Introduction to Distributed Transactions

When working with microservices, ensuring data consistency across multiple services can be a daunting task. Distributed transactions are a way to manage this complexity, but they come with their own set of challenges. In this article, we’ll delve into the world of distributed transactions, specifically focusing on the two-phase commit (2PC) mechanism in Go.

Why Distributed Transactions?

In a microservice architecture, each service might have its own database or storage system. When a transaction involves multiple services, ensuring that either all changes are committed or none are, is crucial for maintaining data consistency. For example, in an e-commerce application, when a user places an order, the system needs to update both the user’s account and the order database. If one update fails, the other should be rolled back to maintain consistency[1][3].

Two-Phase Commit (2PC)

The two-phase commit is a protocol designed to ensure atomicity in distributed transactions. Here’s a high-level overview of how it works:

Phase 1: Prepare

In the prepare phase, each participant (service) is asked to prepare for the transaction. If any participant fails to prepare, the transaction is aborted.

Phase 2: Commit or Rollback

If all participants successfully prepare, the transaction coordinator sends a commit message. If any participant fails during the prepare phase, a rollback message is sent.

Implementing 2PC in Go

To implement 2PC in Go, we can use the DTM (Distributed Transaction Manager) framework, which provides a robust way to handle distributed transactions.

Setting Up DTM

First, you need to set up the DTM framework. Here’s how you can do it:

git clone https://github.com/dtm-labs/dtm && cd dtm
go run main.go

Basic Example

Let’s consider a simple example of transferring funds between two accounts. We’ll have two services: TransOut and TransIn.

Database Schema

CREATE TABLE IF NOT EXISTS user_account (
    id INT(11) PRIMARY KEY AUTO_INCREMENT,
    user_id INT(11) UNIQUE,
    balance DECIMAL(10, 2) NOT NULL DEFAULT '0',
    trading_balance DECIMAL(10, 2) NOT NULL DEFAULT '0',
    create_time DATETIME DEFAULT NOW(),
    update_time DATETIME DEFAULT NOW(),
    KEY(create_time),
    KEY(update_time)
);

Try/Confirm/Cancel Handlers

In the 2PC context, we need to define Try, Confirm, and Cancel handlers for each service.

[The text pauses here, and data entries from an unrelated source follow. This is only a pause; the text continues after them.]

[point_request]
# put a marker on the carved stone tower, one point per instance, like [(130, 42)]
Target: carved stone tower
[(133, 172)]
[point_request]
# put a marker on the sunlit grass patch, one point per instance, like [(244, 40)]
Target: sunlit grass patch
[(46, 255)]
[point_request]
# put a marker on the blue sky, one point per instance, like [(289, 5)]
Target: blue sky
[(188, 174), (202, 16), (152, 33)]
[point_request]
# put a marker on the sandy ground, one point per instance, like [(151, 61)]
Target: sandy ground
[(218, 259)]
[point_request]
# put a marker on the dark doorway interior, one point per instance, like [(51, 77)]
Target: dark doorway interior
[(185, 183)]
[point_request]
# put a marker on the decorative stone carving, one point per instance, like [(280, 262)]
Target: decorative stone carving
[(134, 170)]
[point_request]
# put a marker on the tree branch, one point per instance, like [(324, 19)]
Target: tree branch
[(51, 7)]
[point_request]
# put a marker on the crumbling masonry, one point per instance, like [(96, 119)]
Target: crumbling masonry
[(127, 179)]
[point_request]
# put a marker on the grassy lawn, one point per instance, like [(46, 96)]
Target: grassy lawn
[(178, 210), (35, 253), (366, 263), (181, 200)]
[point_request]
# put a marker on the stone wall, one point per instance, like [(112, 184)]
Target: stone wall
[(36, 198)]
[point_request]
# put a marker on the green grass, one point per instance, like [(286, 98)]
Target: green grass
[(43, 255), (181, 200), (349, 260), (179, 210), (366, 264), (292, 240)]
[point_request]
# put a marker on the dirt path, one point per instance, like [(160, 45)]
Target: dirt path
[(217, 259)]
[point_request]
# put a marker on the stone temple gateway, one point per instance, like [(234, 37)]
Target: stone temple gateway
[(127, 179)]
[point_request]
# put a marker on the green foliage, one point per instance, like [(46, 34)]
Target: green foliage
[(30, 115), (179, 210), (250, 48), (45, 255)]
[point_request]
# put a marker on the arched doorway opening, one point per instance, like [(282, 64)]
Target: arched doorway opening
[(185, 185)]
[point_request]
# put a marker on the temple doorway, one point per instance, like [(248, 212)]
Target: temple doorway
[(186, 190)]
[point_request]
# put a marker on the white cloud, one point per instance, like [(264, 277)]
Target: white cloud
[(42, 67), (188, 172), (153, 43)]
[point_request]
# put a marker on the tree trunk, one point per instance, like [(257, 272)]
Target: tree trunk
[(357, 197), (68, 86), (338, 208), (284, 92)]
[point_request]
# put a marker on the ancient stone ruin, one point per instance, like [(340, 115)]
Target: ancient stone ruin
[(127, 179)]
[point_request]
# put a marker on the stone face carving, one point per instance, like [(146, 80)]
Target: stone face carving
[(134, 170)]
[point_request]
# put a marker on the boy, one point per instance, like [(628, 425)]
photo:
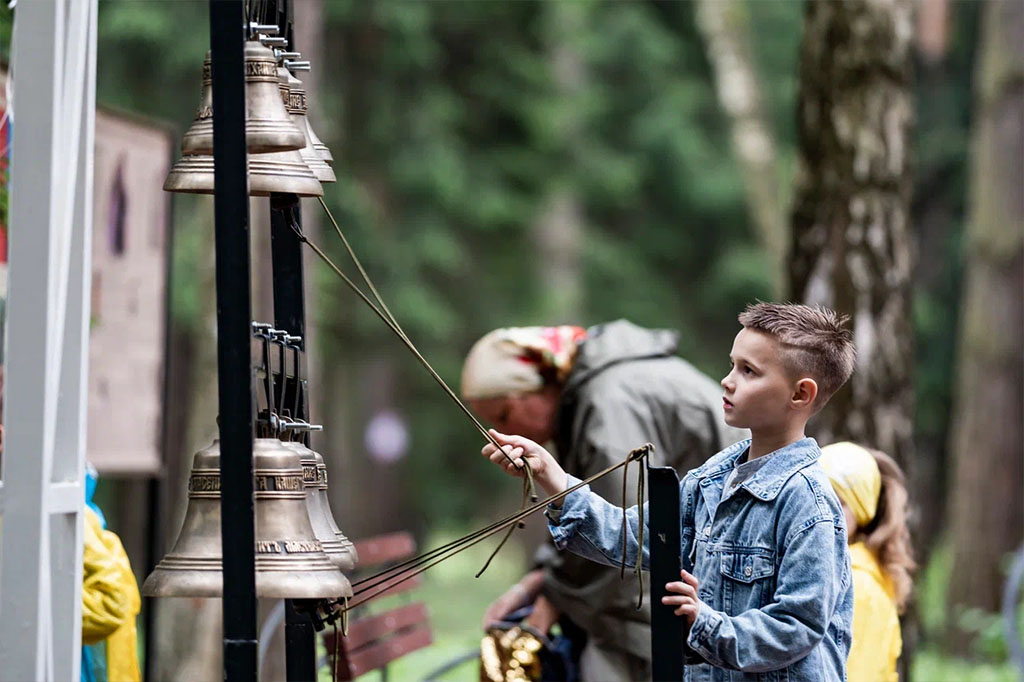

func transOutTry(ctx context.Context, req *busi.BusiReq) (interface{}, error) {
    // Freeze the amount in the sender's account
    sql := "UPDATE user_account SET trading_balance = trading_balance + ? WHERE user_id = ? AND balance + trading_balance >= 0"
    _, err := db.Exec(sql, req.Amount, req.UserID)
    if err != nil {
        return nil, err
    }
    return nil, nil
}

func transOutConfirm(ctx context.Context, req *busi.BusiReq) (interface{}, error) {
    // Commit the transaction by moving the frozen amount to the recipient
    sql := "UPDATE user_account SET balance = balance - ?, trading_balance = trading_balance - ? WHERE user_id = ?"
    _, err := db.Exec(sql, req.Amount, req.Amount, req.UserID)
    if err != nil {
        return nil, err
    }
    return nil, nil
}

func transOutCancel(ctx context.Context, req *busi.BusiReq) (interface{}, error) {
    // Rollback the transaction by unfreezing the amount
    sql := "UPDATE user_account SET trading_balance = trading_balance - ? WHERE user_id = ?"
    _, err := db.Exec(sql, req.Amount, req.UserID)
    if err != nil {
        return nil, err
    }
    return nil, nil
}

// Similar handlers for TransIn service

Creating the 2PC Transaction

func main() {
    // Create a new transaction
    trans, err := dtmcli.NewTrans(dtmcli.MustGenGid(), dtmcli.DefaultConf, "transOut", "transIn")
    if err != nil {
        log.Fatal(err)
    }

    // Add branches for each service
    trans.AddBranch(&dtmcli.Branch{
        Op:     "transOutTry",
        Target: "http://trans-out-service/try",
    })
    trans.AddBranch(&dtmcli.Branch{
        Op:     "transInTry",
        Target: "http://trans-in-service/try",
    })
    trans.AddBranch(&dtmcli.Branch{
        Op:     "transOutConfirm",
        Target: "http://trans-out-service/confirm",
    })
    trans.AddBranch(&dtmcli.Branch{
        Op:     "transInConfirm",
        Target: "http://trans-in-service/confirm",
    })
    trans.AddBranch(&dtmcli.Branch{
        Op:     "transOutCancel",
        Target: "http://trans-out-service/cancel",
    })
    trans.AddBranch(&dtmcli.Branch{
        Op:     "transInCancel",
        Target: "http://trans-in-service/cancel",
    })

    // Start the transaction
    err = trans.Submit()
    if err != nil {
        log.Fatal(err)
    }
}

Handling Network Exceptions

One of the critical aspects of distributed transactions is handling network exceptions. DTM provides a BranchBarrier utility to ensure idempotency and handle network failures.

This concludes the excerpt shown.